Columbia Pictures took a calculated risk when it released John Singleton’s gritty coming-of-age drama, Boyz N the Hood. The studio marketing campaign boldly targeted the core audience for the movie — black males under 25 — with a trailer and several TV spots that included shots of exploding gunfire. In the wake of opening-night violence for such films as Colors and New Jack City, there’s no question that the movie industry feared, maybe even expected, a similar reaction to Boyz N the Hood. Well before the opening, Columbia offered to pay the cost for any theater that wanted extra security.
The studio’s gamble paid off. Playing on 837 screens, Boyz N the Hood drew a huge audience, opening to $10 million. But there was a price: 33 people at 20 theaters around the country were wounded, and one person died. ”Columbia went after their core audience to secure a decent opening weekend,” says Mitch Goldman, president of distribution for New Line Cinema, ”even though the movie’s appeal went way beyond an action picture. That made good business sense.”

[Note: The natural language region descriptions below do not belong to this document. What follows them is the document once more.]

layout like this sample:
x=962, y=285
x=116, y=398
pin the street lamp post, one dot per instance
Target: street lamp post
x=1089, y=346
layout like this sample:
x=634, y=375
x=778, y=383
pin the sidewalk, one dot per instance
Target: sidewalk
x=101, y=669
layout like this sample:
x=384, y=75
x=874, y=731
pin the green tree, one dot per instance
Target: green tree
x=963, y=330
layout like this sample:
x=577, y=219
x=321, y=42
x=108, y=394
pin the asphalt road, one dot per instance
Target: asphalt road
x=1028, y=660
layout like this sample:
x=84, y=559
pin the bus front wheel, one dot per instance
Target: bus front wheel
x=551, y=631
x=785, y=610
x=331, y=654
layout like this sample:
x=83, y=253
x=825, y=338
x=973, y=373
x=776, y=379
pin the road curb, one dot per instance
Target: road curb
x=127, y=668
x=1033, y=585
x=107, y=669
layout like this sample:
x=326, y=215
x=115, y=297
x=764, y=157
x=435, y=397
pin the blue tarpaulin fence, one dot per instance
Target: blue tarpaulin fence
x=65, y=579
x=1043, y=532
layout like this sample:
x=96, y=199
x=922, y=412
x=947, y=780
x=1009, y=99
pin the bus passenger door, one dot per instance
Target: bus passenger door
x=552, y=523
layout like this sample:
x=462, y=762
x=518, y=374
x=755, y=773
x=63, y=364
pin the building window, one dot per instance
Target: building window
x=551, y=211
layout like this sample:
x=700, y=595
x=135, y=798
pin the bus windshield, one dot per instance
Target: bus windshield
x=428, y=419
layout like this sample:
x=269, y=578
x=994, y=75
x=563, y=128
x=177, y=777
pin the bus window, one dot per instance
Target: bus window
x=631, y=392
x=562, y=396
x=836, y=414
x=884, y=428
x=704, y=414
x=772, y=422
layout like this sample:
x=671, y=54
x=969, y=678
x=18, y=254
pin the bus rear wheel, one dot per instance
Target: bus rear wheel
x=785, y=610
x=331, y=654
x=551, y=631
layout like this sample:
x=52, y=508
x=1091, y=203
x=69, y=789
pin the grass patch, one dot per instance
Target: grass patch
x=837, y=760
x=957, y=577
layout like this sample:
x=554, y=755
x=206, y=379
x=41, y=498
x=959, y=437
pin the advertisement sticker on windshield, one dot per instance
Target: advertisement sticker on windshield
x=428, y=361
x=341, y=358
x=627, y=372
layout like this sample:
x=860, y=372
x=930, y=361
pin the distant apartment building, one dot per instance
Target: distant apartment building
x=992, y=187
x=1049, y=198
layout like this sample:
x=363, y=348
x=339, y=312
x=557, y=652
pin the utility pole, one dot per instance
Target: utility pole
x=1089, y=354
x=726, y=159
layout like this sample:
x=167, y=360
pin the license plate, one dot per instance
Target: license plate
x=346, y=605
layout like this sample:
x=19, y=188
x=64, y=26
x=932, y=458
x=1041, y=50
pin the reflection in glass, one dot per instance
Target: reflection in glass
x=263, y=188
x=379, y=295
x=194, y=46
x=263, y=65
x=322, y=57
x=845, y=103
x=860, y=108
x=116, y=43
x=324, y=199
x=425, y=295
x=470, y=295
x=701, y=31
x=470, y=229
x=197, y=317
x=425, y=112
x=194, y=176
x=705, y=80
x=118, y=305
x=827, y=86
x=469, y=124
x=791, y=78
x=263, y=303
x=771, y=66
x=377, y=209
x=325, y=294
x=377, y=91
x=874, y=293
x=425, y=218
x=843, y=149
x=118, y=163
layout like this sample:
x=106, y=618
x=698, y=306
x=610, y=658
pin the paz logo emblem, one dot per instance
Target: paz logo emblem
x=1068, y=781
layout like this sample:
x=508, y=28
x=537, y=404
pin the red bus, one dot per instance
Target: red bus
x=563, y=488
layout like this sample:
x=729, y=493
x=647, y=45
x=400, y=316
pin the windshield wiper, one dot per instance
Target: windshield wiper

It’s likely that the picture would have made less money in its debut weekend had the studio downplayed the film’s gang content in favor of its more warmhearted elements, but there might have been trouble anyway. ”It was unavoidable,” insists one studio distribution head. ”This picture had the look of a film with an edge. Nobody wants to see a nice movie about black people, like The Five Heartbeats. Riots are caused by people, not marketing.”
Columbia executives deny they in any way ”sought to exploit or pander to violence.” Adds one source at the studio, ”Our campaign is true to the picture. The trailer shows three guys growing up in South Central L.A. It’s not Mary Poppins. And there’s no gun in the poster. If you compare the number of incidents to the number of people who saw the picture, it’s a tempest in a teapot.”
”I don’t think the marketing is to be faulted,” says Charles Richardson, president of Triad Marketing, which specializes in black-themed films. ”If Columbia hadn’t targeted young black males, they would have been going against the writer-director’s wishes. That’s who he said he wanted to reach.”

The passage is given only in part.